Cluster C1 groups together census zones in which residential buildings were predominantly built in load-bearing masonry at a time before 1919, but with a non-negligible frequency of buildings constructed later, up until 1960. These residential buildings are, predominantly, at least four floors high. Cluster C2 groups together census zones in which residential buildings were predominantly built in reinforced concrete in the post-war period, between 1945 and 1960, and in a good state of preservation. In this cluster too, residential buildings are predominantly at least four stories high.
Cluster C3 includes census zones in which mainly residential buildings were constructed in load-bearing masonry before 1919. Most of them are in a poor state of preservation.
The thematic map in Figure 6 shows the partitioning of the census zones of Bari into the three clusters. Non-residential census zones are highlighted in grey.
In summary, Naples appears to be made up of three types of urban zones: those, displayed in red on the thematic map, with residential buildings predominantly made of load-bearing masonry and constructed before the beginning of the last century, which characterize the historic center of the city; they are, with high frequency, in poor state of conservation; those, displayed in green on the map, with later urbanization, with buildings constructed predominantly in reinforced concrete; and those, displayed in orange on the map, with buildings built predominantly in load-bearing masonry, but with subsequent constructions, probably in reinforced concrete, carried out up until 1960.

4.4. Comparison Results

The experimental comparison focuses on EWFCM, which is a representative state-of-the-art extension of FCM that incorporates entropy-regularized feature weighting. Comparative tests performed in [8] have shown that EWFCM consistently outperforms both the classical FCM and weighted FCM (wFCM) on standard benchmark datasets, including those from the UCI repository. Since EWFCM can be regarded as a generalization of these methods, comparing the proposed approach with EWFCM provides a stronger baseline.
These comparative tests have been carried by running WEFCM on all test cases. The stop iteration error ε in WEFCM is fixed to the value 1 × 10−5.
Additionally, for EWFCM, 20 independent runs of each algorithm with different random initializations for each test case. The results are reported in terms of average.
First, the computational speeds of the two algorithms were measured. In Table 7 are shown the number of iterations and the CPU times obtained by running WEFCM and GWEFCM in the 16 test cases.
In all cases, GWEFCM reaches convergence in an average number of iterations equal to half the number of iterations of WEFCM, with CPU times on average equal to one third of those obtained by running WEFCM. These results highlight that GWEFCM is much more efficient than WEFCM in terms of execution times. This greater efficiency is since, unlike WEFCM, in which the feature weights vary within each cluster, in GWEFCM the feature weights do not vary across clusters; they are calculated as the product of the weight of the group to which they belong and the weight of the feature within the group.
To assess the statistical significance of the differences between GEWFCM and EWFCM, a Wilcoxon signed-rank test [22] was performed on the number of iterations and CPU execution times reported in Table 6. In the test the null hypothesis H0 is that GEWFCM and EWFCM have the same performance.

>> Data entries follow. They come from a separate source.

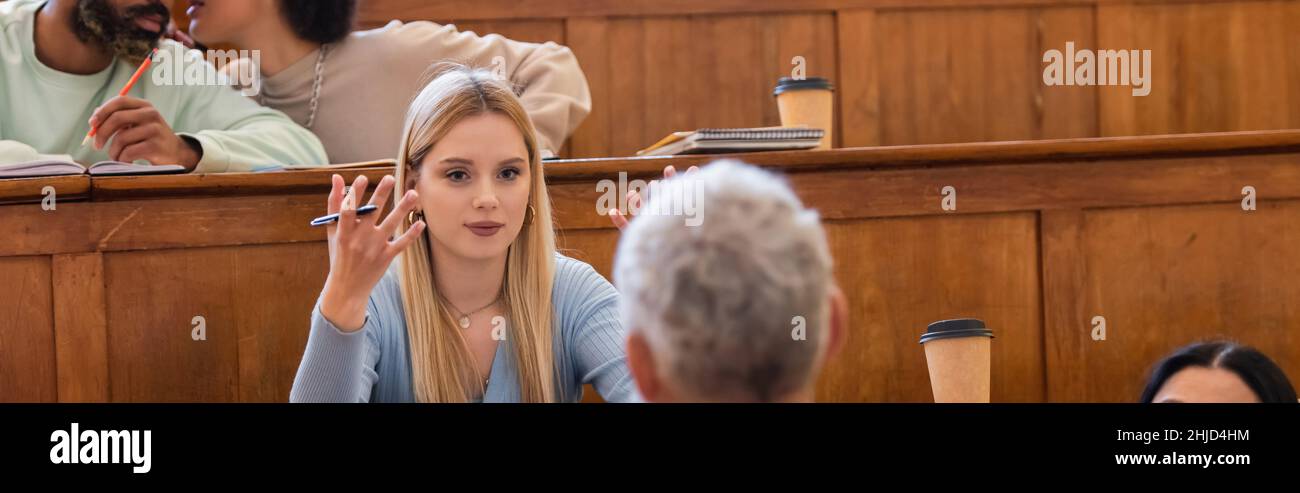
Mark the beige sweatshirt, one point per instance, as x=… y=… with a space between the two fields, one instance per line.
x=369 y=78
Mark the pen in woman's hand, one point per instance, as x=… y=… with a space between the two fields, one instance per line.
x=333 y=217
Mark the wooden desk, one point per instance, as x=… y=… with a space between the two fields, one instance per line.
x=99 y=297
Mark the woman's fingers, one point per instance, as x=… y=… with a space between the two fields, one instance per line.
x=347 y=211
x=336 y=195
x=408 y=202
x=381 y=194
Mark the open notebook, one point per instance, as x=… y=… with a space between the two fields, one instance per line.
x=710 y=141
x=63 y=164
x=382 y=163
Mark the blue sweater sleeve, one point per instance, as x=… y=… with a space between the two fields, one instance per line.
x=338 y=366
x=593 y=331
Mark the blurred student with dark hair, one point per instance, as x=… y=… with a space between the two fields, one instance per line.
x=1218 y=372
x=64 y=61
x=352 y=89
x=732 y=301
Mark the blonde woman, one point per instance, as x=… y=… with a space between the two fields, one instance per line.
x=477 y=307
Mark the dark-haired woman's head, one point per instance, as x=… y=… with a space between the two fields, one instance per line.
x=229 y=21
x=1218 y=372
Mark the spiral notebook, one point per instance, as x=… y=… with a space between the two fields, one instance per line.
x=713 y=141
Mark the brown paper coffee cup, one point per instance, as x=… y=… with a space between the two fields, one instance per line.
x=958 y=355
x=809 y=102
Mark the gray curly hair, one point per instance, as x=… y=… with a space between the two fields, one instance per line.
x=719 y=303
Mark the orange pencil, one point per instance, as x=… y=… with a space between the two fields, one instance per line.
x=130 y=83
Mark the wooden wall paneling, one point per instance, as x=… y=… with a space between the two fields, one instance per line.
x=858 y=79
x=1170 y=276
x=1066 y=323
x=154 y=298
x=27 y=371
x=274 y=293
x=589 y=39
x=966 y=76
x=1216 y=66
x=901 y=275
x=375 y=11
x=81 y=328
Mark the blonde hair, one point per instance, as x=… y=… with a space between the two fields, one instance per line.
x=442 y=368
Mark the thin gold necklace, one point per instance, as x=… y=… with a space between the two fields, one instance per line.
x=464 y=318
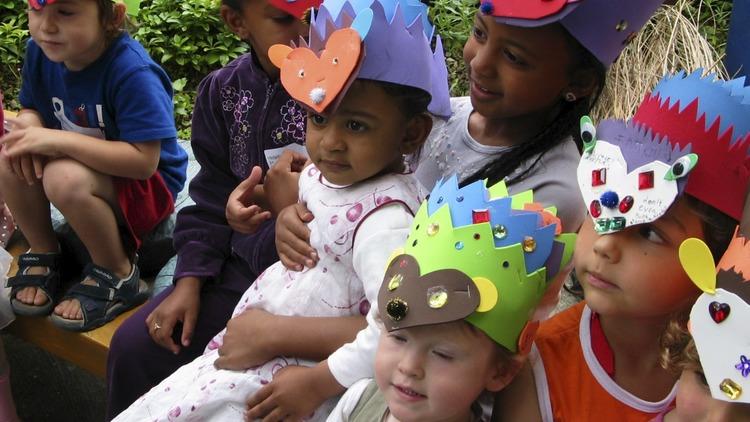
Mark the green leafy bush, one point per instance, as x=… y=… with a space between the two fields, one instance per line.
x=713 y=18
x=13 y=35
x=189 y=40
x=453 y=20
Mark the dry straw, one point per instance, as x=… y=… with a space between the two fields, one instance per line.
x=669 y=42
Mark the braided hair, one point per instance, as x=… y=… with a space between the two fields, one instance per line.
x=557 y=132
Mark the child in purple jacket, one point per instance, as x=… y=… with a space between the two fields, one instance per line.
x=242 y=118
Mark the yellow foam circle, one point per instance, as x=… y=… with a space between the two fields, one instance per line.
x=277 y=53
x=487 y=294
x=699 y=264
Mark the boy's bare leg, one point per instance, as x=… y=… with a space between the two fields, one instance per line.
x=31 y=211
x=88 y=201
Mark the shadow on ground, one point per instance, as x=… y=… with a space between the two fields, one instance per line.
x=48 y=389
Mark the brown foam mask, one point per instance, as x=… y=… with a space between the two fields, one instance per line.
x=409 y=299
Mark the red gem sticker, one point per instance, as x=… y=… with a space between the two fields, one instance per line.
x=598 y=177
x=595 y=208
x=646 y=180
x=719 y=311
x=480 y=216
x=626 y=204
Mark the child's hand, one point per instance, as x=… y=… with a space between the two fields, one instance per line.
x=242 y=214
x=27 y=139
x=291 y=396
x=29 y=168
x=181 y=305
x=293 y=238
x=248 y=340
x=282 y=180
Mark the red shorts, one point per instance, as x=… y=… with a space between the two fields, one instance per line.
x=144 y=204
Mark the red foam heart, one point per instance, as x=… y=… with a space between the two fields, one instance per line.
x=527 y=9
x=296 y=8
x=318 y=81
x=719 y=311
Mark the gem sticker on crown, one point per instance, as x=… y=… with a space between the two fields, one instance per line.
x=626 y=177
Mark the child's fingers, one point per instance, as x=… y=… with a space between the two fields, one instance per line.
x=188 y=326
x=17 y=123
x=27 y=169
x=257 y=404
x=38 y=162
x=15 y=163
x=247 y=186
x=291 y=161
x=161 y=332
x=277 y=414
x=304 y=214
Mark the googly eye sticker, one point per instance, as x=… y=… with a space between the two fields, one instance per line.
x=681 y=167
x=588 y=133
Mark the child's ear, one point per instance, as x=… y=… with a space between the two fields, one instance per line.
x=417 y=130
x=118 y=16
x=503 y=372
x=583 y=83
x=234 y=21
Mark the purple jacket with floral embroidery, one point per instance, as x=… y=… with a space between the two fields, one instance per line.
x=239 y=113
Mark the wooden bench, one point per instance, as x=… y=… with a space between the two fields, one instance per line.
x=86 y=350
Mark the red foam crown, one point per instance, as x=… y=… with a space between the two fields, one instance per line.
x=722 y=174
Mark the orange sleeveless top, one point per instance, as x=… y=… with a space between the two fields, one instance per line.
x=571 y=383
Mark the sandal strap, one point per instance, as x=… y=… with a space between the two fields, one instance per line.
x=49 y=260
x=27 y=280
x=94 y=292
x=96 y=300
x=47 y=282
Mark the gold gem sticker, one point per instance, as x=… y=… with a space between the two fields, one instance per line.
x=500 y=231
x=437 y=297
x=529 y=244
x=395 y=282
x=731 y=389
x=397 y=309
x=433 y=229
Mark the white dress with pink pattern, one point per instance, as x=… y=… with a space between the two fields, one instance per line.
x=354 y=231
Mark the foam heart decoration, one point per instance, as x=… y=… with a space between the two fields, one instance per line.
x=318 y=81
x=296 y=8
x=719 y=311
x=698 y=263
x=603 y=176
x=526 y=9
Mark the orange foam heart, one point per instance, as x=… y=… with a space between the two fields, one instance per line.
x=317 y=81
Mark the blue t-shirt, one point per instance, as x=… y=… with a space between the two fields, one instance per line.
x=123 y=95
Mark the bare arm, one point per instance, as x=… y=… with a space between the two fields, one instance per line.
x=117 y=158
x=255 y=336
x=518 y=401
x=313 y=338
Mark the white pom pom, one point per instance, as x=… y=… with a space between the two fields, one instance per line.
x=317 y=95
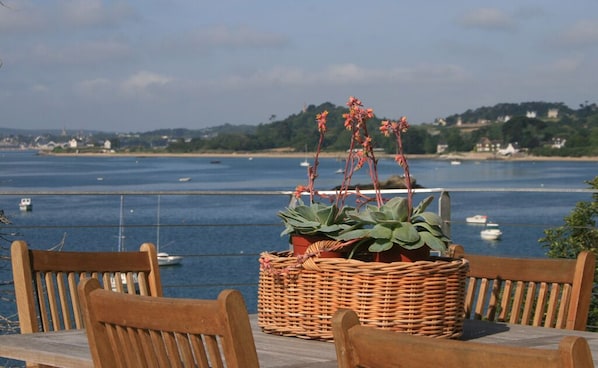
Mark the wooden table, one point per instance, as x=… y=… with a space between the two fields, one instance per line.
x=69 y=348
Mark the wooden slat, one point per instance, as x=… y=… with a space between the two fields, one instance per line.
x=541 y=292
x=360 y=346
x=222 y=325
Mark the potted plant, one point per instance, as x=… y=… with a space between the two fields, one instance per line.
x=390 y=227
x=298 y=295
x=308 y=223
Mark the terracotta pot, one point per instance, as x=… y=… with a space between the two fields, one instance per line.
x=302 y=242
x=400 y=254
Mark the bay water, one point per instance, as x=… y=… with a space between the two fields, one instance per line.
x=221 y=236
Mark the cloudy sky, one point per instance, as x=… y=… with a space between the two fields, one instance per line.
x=131 y=66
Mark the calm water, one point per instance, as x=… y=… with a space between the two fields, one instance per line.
x=194 y=226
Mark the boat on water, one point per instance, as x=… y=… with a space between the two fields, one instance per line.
x=305 y=163
x=25 y=204
x=477 y=219
x=491 y=232
x=165 y=259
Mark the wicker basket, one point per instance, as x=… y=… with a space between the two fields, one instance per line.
x=299 y=298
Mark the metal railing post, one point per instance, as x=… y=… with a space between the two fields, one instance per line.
x=444 y=211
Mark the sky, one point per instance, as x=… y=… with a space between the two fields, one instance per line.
x=136 y=66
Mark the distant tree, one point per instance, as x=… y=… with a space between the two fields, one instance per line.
x=578 y=233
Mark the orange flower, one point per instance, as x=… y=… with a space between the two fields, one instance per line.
x=321 y=119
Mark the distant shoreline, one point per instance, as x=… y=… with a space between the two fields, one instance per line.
x=465 y=156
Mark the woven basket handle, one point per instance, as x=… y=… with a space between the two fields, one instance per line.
x=314 y=250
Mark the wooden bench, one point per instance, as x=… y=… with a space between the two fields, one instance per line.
x=538 y=292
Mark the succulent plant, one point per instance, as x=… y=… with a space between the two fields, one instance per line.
x=316 y=219
x=392 y=224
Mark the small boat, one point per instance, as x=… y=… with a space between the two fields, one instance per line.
x=305 y=163
x=477 y=219
x=164 y=259
x=491 y=232
x=25 y=204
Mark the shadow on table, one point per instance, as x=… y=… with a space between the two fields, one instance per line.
x=474 y=329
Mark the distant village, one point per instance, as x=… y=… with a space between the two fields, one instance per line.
x=102 y=142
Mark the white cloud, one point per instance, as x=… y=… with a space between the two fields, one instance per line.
x=39 y=88
x=87 y=53
x=583 y=32
x=343 y=74
x=235 y=37
x=20 y=17
x=92 y=86
x=95 y=12
x=487 y=18
x=562 y=66
x=142 y=82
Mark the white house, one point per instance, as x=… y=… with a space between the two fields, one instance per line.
x=509 y=150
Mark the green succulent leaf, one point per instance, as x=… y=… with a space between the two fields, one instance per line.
x=380 y=245
x=405 y=234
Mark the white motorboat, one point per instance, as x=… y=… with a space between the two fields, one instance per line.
x=477 y=219
x=491 y=232
x=25 y=204
x=305 y=163
x=164 y=259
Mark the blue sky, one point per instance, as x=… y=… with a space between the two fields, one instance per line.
x=132 y=66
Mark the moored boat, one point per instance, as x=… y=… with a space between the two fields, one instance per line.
x=164 y=259
x=477 y=219
x=25 y=204
x=491 y=232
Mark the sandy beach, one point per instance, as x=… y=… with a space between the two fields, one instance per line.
x=464 y=156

A significance level α = 0.05 is set. The results of this test are shown in Table 8.
Therefore, the null hypothesis of equal performance between the two algorithms is rejected, indicating that the observed improvements are statistically significant and not due to random variability. This indicates that the observed improvements of GEWFCM in terms of number of iterations and CPU time are not due to random variability but reflect a systematic advantage of the proposed method.
Further comparative tests were performed to measure the similarity between the results obtained with the two algorithms. To measure this similarity, the Adjusted Rand Index (ARI) [23,24] was used; this index allows comparing the similarity between partitions obtained by two clustering algorithms. In Table 9 the values of the ARI metrics obtained in each test case are shown.
The ARI values range between 0.861 and 0.917, with a mean of 0.896 and a standard deviation of 0.017. Given that ARI values lie in the interval [0, 1], these results demonstrate a strong agreement between the partitions produced by WEFCM and GWEFCM, confirming that the proposed method preserves the clustering structure of the baseline approach.
In summary, GWEFCM is comparable to WEFCM in terms of the quality of the clustering results, but it is computationally much faster.
Furthermore, it allows for assigning greater semantic meaning to clusters, highlighting how significant a feature is within a cluster compared to the group to which it belongs.

5. Conclusions

This study examined the most significant and representative feature-weighted fuzzy clustering algorithms. In most practical clustering tasks, attributes representing data characteristics have varying degrees of importance in forming the clustering structure.
This work presents a new entropy-weighted fuzzy clustering algorithm based on a two-level weight hierarchy: a global level that refers to groups of features and a global level that determines the weight of features within a group.
This mechanism, on the one hand, provides greater semantic interpretability of the clusters, and on the other, guarantees high computational speed, due to the independence of the weights from the clusters.
Experimental tests conducted on residential building census datasets from 16 Italian cities have shown that GEWFCM increases the semantic interpretability of the clusters. Furthermore, in all test cases, the results are highly similar to EWFCM, despite significantly lower processing times.
Further testing will be necessary to demonstrate the effectiveness of the proposed two-level hierarchy in optimally capturing the intrinsic structure of the data and providing better semantic interpretability of the clusters. To conclude, the authors intend to conduct future research to test GEWFCM on high-dimensional datasets with different cardinalities and data structures.

Author Contributions

Conceptualization, R.C., B.C., and F.D.M.; methodology, R.C., B.C., and F.D.M.; software, R.C., B.C., and F.D.M.; validation, R.C., B.C., and F.D.M.; formal analysis, R.C., B.C., and F.D.M.; investigation, R.C., B.C., and F.D.M.; resources, R.C., B.C., and F.D.M.; data curation, R.C., B.C., and F.D.M.; writing—original draft preparation, R.C., B.C., and F.D.M.; writing—review and editing, R.C., B.C., and F.D.M.; visualization, R.C., B.C., and F.D.M.; supervision, R.C., B.C., and F.D.M. All authors have read and agreed to the published version of the manuscript.

Funding

This research received no external funding.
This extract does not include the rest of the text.